Por Jimena Arnolfi
Bizzio
dice que le gustan las frases transparentes en el sentido japonés del término:
cuanto más clara es la oración, más sentidos adquiere y resulta más engañosa.
Entonces se acuerda del final de una de sus novelas: “Ser serio es dejar que el
mundo haga con uno lo que quiera”. Es clara, pero ¿qué quiere decir? Bizzio
dice que ese es el efecto que busca. “Me gusta corregir: es como pasar la
lengua por la espuma de un licuado”, agrega. Bizzio está leyendo mucho a los
japoneses y recomienda obras como El pabellón de oro, Elogio de la sombra y Lo
bello y lo triste. Recuerda a Fogwill, Héctor Viel Témperley y Charlie Feiling.
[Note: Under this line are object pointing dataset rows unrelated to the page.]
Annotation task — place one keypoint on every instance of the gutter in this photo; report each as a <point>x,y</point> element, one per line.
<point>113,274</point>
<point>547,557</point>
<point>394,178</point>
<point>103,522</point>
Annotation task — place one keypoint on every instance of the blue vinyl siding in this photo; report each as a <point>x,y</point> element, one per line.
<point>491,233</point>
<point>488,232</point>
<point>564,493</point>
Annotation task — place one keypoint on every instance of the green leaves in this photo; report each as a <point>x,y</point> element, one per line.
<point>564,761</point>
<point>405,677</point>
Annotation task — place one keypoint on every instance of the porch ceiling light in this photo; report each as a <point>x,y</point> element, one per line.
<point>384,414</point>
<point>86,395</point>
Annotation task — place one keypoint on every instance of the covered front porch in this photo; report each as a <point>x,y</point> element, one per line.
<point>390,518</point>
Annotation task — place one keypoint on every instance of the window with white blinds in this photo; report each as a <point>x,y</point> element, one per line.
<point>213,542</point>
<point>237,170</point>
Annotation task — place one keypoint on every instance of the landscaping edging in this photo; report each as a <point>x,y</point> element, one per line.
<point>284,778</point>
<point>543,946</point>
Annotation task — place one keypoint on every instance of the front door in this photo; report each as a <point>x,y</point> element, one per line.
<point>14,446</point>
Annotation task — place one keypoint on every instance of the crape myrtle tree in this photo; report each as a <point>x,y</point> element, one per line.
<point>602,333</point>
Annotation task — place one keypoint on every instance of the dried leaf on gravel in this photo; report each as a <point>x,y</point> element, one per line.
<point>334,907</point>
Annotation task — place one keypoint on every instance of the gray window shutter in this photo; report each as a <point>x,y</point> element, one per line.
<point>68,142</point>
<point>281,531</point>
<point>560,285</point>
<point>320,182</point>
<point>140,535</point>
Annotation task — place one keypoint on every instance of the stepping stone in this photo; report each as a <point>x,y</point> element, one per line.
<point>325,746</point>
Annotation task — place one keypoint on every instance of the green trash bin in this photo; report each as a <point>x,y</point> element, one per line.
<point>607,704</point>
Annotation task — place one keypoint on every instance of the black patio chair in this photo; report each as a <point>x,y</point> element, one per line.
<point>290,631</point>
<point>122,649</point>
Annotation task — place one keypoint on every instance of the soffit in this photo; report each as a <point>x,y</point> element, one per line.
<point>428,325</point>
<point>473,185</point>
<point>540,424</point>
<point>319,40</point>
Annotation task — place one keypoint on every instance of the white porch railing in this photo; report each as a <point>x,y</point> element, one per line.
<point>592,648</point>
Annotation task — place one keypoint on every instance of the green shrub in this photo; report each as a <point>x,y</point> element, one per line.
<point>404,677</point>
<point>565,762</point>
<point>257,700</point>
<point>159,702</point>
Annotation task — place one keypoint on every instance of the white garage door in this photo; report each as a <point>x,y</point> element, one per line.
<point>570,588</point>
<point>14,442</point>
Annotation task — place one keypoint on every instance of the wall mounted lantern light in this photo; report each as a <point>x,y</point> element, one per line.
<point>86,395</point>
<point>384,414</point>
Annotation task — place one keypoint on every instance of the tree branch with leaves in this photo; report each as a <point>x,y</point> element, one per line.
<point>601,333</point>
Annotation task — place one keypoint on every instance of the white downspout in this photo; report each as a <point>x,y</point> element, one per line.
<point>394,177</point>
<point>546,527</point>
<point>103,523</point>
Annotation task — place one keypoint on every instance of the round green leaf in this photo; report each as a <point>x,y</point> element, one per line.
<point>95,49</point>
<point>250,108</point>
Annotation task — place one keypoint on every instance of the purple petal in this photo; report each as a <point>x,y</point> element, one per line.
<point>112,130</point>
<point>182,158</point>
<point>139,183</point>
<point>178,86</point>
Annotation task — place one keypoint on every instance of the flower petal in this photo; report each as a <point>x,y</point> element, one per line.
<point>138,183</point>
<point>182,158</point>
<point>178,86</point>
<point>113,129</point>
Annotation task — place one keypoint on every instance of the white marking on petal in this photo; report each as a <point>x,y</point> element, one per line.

Habla de la música de Ariel Pink, “una especie de Kurt Cobain deformado que
hace un pop psicodélico esperimental”. Es importante decir que todas las
novelas de Bizzio empiezan brutalmente. Por ejemplo, la primera oración de
Rabia: “Cuando vos naciste, yo estaba acabando”. O la de Era el cielo: “Cuando
llegué, dos hombres violaban a mi mujer”. Bizzio está presentando su libro
número 22. “Borgestein me atacó en dos ocasiones. La primera vez no pasó de un
empujón y un golpe en la cara; la segunda intentó matarme.” Así empieza
Borgestein. Bizzio cuenta que cuando se sumerge en una historia puede estar
escribiendo literalmente todo el día y que ahora necesita dedicarse a algo que
genere dinero como el cine. Su padre –primo hermano de Federico Luppi– era el
dueño del único cine de Ramallo, el lugar donde nació. Cuando los otros pibes
de su pueblo prendían la televisión, él no tenía más remedio que irse al cine.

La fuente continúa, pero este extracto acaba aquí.